Snowly - Snowplow Request Validator
Debug your Snowplow implementation locally, without resorting to Snowplow's ETL tasks. It's like Facebook's URL Linter, but for Snowplow.
Snowly is a minimal Collector implementation intended to run on your development environment. It comes with a comprehensive validation engine, that will point out any schema requirement violations. You can easily validate your event requests before having to emit them to a cloudfront, closure or scala collector.
Motivation
Snowplow has an excellent toolset, but the first implementation stages can be hard. To run Snowplow properly you have to set up a lot of external dependencies like AWS permissions, Cloudfront distributions and EMR jobs. If you're tweaking the snowplow model to fit your needs or using trackers that don't enforce every requirement, you'll find yourself waiting for the ETL jobs to run in order to validate every implementation change.
Who will get the most from Snowly
- Teams that need to extend the snowplow model with custom contexts or unstructured events.
- Applications that are constantly evolving their schemas and rules.
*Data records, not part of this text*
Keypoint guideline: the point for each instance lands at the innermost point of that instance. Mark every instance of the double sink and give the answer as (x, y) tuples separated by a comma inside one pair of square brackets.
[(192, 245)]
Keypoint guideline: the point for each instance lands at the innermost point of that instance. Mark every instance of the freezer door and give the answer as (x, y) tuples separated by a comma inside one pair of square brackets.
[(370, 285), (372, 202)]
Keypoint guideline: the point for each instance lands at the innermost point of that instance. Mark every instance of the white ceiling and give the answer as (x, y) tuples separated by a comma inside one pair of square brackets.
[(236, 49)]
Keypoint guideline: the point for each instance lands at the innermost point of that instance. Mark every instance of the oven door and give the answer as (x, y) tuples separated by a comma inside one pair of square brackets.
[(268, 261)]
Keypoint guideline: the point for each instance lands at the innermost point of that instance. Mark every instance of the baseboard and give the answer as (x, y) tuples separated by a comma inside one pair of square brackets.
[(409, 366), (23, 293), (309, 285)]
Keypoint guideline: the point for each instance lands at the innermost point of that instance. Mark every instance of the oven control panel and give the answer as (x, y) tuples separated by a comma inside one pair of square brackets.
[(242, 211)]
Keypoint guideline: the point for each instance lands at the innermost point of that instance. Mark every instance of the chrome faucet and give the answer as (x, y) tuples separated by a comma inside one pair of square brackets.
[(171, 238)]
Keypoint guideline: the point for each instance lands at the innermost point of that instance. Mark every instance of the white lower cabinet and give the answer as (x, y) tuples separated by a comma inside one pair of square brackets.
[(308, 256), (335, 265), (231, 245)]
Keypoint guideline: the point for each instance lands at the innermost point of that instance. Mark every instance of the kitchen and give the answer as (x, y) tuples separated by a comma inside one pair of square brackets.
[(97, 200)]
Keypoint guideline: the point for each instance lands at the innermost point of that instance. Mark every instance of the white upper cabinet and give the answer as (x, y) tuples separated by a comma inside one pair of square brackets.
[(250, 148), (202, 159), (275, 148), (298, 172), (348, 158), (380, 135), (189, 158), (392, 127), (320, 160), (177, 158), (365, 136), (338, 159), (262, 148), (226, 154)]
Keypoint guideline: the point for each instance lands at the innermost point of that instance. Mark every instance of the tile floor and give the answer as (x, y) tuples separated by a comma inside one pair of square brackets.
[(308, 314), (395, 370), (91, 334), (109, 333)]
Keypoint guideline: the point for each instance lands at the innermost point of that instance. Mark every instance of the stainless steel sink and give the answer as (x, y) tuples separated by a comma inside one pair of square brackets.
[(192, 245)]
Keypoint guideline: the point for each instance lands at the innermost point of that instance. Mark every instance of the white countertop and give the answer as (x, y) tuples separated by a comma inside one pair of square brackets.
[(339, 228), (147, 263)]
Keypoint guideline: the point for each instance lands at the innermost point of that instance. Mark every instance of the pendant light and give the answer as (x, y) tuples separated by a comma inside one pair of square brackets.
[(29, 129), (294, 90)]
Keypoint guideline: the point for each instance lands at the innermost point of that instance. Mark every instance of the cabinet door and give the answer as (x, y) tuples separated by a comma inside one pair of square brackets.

- Developers trying out Snowplow before commiting to it.
Features
With Snowly you can use Json Schemas to define more expressive event requirements. Aside from assuring that you're fully compatible with the snowplow protocol, you can go even further and extend it with a set of more specific rules. Snowly emulates both cloudfront and closure collectors and will handle its differences automatically.
Use cases:
- Validate custom contexts or unstructured event types and required fields.
- Restrict values for any field, like using a custom dictionary for the structured event action field.
- Define requirements based on the content of another field: If event action is 'viewed_product', then event property is required.
Installation
gem install snowly
That will copy a snowly
executable to your system.
Development Iglu Resolver Path
If you still don't know anything about Snowplow's Iglu Resolvers, don't worry. It's pretty straightforward. Snowly must be able to find your custom context and unstructured event schemas, so you have to set up a local path to store them. You can also choose to use an external resolver pointing to an URL.
For a local setup, store your schemas under any path accessible by your user(eg: ~/schemas). The only catch is that you must comply with snowplow's naming conventions for your json schemas. Snowplow References:[1],[2]
You must export an environment variable to make Snowly aware of that path. Add it to your .bash_profile or equivalent.
# A local path is the recommended approach, as its easier to evolve your schemas
# without the hassle of setting up an actual resolver.
export DEVELOPMENT_IGLU_RESOLVER_PATH=~/schema
# or host on a Static Website on Amazon Web Services, for instance.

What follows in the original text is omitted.